Rząd przyjął zapowiedź Planu Naprawczego z zadowoleniem. Premier Giuseppe Conte mówił o „wspaniałym sygnale z Brukseli” i nawoływał do przyspieszenia prac nad całym pakietem. Jak przypomina ekspertka Istituto Affari Internazionali w Rzymie Eleonora Poli, Włosi czuli się rozczarowani reakcją Europy na pandemię w ich kraju. – Zapowiedź wsparcia może pomóc w odwróceniu tego trendu, ale eurosceptycyzm w kraju od czasu kryzysu migracyjnego jest bardzo silny i to nie zmieni się szybko – podkreśla. Według Eurobarometru za 2019 r. Włosi są najbardziej eurosceptycznym narodem w UE – jedynie 42 proc. wierzy, że ich kraj czerpie korzyści z członkostwa, o 26 punktów proc. poniżej unijnej średniej.

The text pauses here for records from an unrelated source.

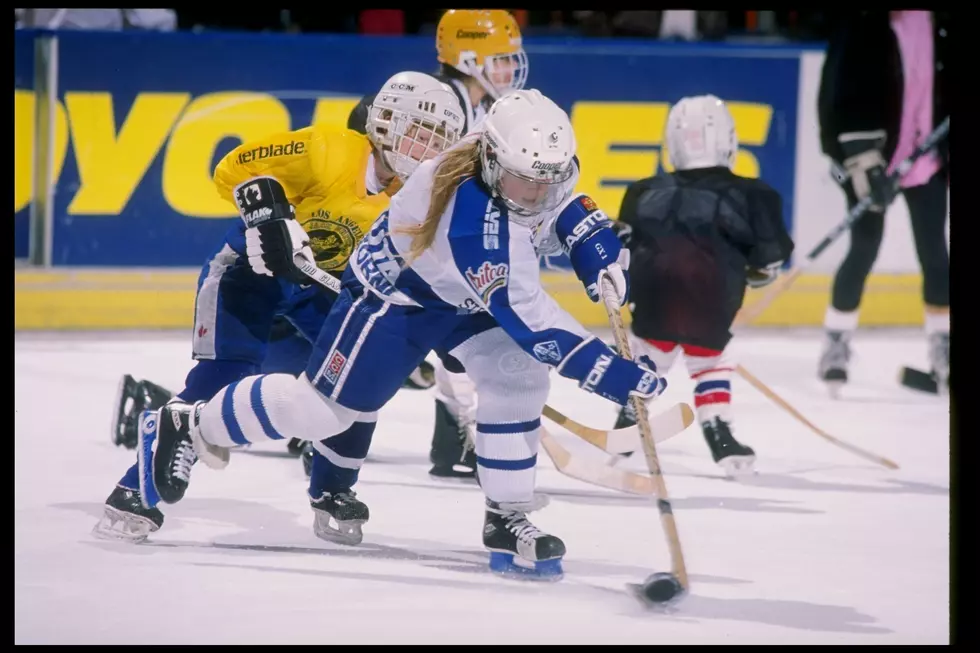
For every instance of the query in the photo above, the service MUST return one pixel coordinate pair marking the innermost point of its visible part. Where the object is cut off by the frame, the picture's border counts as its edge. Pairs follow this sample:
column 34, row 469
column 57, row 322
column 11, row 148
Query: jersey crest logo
column 335, row 367
column 487, row 279
column 332, row 239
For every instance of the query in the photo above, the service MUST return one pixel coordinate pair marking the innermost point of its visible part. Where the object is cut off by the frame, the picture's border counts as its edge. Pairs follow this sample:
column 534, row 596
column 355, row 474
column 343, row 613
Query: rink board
column 82, row 299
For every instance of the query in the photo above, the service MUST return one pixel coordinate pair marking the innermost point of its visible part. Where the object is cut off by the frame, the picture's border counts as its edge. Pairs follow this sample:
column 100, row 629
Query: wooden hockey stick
column 592, row 472
column 678, row 568
column 752, row 311
column 779, row 401
column 664, row 426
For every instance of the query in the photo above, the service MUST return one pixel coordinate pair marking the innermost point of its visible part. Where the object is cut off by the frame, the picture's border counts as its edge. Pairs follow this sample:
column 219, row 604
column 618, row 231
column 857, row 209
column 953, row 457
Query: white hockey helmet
column 413, row 118
column 700, row 133
column 526, row 150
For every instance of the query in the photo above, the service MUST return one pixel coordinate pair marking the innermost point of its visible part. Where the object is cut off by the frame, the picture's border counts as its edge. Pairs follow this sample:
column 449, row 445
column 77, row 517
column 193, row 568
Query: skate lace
column 343, row 498
column 524, row 530
column 184, row 460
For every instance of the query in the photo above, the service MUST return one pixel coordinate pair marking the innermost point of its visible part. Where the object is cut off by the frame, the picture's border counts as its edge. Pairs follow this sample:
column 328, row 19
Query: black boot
column 507, row 532
column 165, row 453
column 126, row 519
column 728, row 452
column 339, row 516
column 132, row 398
column 451, row 455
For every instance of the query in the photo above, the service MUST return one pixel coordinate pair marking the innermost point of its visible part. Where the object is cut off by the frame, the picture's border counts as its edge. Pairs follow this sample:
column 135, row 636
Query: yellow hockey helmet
column 486, row 45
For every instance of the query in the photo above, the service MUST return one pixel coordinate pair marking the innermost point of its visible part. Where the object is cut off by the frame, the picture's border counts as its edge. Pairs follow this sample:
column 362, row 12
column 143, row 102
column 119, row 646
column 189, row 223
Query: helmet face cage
column 506, row 72
column 407, row 138
column 526, row 196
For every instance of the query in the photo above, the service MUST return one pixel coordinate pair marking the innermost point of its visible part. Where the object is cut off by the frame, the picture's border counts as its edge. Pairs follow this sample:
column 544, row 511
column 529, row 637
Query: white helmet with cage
column 413, row 118
column 700, row 133
column 526, row 151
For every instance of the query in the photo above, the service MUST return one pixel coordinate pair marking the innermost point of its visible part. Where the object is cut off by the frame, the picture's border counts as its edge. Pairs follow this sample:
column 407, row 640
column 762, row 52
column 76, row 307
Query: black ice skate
column 339, row 516
column 307, row 457
column 125, row 518
column 132, row 398
column 165, row 453
column 452, row 454
column 939, row 359
column 422, row 377
column 728, row 452
column 832, row 367
column 508, row 533
column 295, row 447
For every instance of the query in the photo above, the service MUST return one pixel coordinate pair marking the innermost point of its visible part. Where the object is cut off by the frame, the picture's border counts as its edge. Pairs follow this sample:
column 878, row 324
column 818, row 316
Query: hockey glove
column 599, row 370
column 592, row 246
column 866, row 167
column 623, row 231
column 273, row 238
column 761, row 277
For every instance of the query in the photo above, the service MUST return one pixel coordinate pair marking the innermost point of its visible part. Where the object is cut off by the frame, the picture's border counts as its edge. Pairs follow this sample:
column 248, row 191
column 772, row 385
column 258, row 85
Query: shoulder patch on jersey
column 488, row 278
column 491, row 226
column 547, row 352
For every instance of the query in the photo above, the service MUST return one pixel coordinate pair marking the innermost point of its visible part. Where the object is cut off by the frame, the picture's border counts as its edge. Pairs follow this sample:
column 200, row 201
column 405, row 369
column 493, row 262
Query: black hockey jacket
column 862, row 81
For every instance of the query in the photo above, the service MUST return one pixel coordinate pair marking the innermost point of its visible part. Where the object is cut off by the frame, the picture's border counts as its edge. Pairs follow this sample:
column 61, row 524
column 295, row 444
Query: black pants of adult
column 927, row 210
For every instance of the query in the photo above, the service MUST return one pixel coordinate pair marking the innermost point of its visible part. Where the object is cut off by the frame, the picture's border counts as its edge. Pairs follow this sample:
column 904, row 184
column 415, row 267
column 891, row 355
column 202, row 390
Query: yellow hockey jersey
column 323, row 170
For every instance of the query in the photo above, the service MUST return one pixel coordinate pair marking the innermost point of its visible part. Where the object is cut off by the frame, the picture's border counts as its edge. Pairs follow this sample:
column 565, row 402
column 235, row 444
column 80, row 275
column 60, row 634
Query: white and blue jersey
column 480, row 272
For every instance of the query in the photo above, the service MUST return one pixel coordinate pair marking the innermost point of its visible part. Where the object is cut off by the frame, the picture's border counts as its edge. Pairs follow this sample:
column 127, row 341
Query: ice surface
column 820, row 547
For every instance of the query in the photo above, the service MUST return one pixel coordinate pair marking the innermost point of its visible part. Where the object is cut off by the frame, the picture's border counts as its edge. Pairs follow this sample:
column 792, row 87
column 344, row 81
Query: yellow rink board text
column 94, row 299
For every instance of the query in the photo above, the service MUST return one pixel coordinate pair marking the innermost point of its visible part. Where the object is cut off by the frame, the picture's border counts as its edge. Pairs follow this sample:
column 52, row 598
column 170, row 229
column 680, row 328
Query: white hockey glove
column 593, row 248
column 273, row 239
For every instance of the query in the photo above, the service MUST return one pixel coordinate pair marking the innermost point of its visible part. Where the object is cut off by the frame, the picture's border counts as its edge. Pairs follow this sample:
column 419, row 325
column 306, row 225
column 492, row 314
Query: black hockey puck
column 661, row 588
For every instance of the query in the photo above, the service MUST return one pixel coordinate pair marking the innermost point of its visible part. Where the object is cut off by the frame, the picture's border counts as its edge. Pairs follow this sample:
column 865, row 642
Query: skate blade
column 349, row 533
column 118, row 526
column 123, row 404
column 503, row 564
column 738, row 466
column 835, row 388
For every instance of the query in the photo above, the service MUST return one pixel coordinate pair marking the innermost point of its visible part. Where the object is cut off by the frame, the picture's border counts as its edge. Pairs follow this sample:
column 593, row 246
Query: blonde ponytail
column 456, row 165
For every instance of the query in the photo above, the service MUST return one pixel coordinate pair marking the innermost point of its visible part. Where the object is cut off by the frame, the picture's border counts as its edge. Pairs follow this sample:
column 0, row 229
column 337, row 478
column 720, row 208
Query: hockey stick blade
column 664, row 425
column 914, row 379
column 328, row 281
column 594, row 473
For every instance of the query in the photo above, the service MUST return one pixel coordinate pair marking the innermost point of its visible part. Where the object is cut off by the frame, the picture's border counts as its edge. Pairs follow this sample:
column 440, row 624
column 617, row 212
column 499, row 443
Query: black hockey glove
column 866, row 168
column 623, row 231
column 761, row 277
column 273, row 238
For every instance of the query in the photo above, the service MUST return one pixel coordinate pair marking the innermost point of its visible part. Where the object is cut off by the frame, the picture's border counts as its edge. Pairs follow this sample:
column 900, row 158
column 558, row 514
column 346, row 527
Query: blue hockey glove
column 593, row 247
column 599, row 370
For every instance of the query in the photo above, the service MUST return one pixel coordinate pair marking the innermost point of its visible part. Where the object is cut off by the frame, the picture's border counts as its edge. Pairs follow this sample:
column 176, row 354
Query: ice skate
column 166, row 453
column 125, row 519
column 452, row 454
column 736, row 458
column 132, row 398
column 832, row 367
column 517, row 548
column 339, row 517
column 939, row 360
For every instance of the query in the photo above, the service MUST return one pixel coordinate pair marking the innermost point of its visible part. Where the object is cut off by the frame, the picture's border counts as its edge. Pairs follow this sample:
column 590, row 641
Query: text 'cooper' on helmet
column 526, row 151
column 413, row 118
column 485, row 44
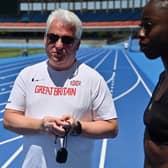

Pandemia poważnie osłabiła eurosceptyczną Ligę, największą opozycyjną partię i liderkę sondaży. To początek końca jej lidera Matteo Salviniego – uważa Eleonora Poli. Zgodnie z najnowszym badaniem przeprowadzonym przez Euromedia Liga może liczyć na poparcie 24,6 proc. wyborców. Rok temu w wyborach do europarlamentu dostała 34,3 proc., a to oznacza spory odpływ zwolenników. Rosną z kolei notowania nacjonalistycznego ugrupowania Bracia Włosi, które notuje rekordowe 14-proc. poparcie. Powody osłabienia Ligi są – jak mówi Poli – trzy. – Po pierwsze, jej zwolennicy lubią silnych przywódców, tymczasem w czasie pandemii Salvini domagał się większych uprawnień dla parlamentu, co było niezrozumiałe wśród jego wyborców. Po drugie, Liga rozpowszechniała nieprawdziwe informacje na temat koronawirusa, ale ich propaganda przestała robić wrażenie w dużej mierze dlatego, że Włosi w czasie kryzysu znowu zaczęli ufać naukowcom i ekspertom. Po trzecie, regiony rządzone przez Ligę w większości nie zdały egzaminu poza Wenecją Euganejską – wymienia ekspertka. Na dodatek na Salviniego spada teraz fala krytyki za niestosowanie się do obostrzeń w czasie wiecu zorganizowanego w Dniu Niepodległości 2 czerwca. Lider nie zachowywał dystansu, a maseczkę miał opuszczoną na brodę. – Wobec polityka rośnie też opozycja w jego własnym ugrupowaniu, która w połączeniu ze słabnącymi sondażami może pozbawić go przywództwa – konkluduje ekspertka.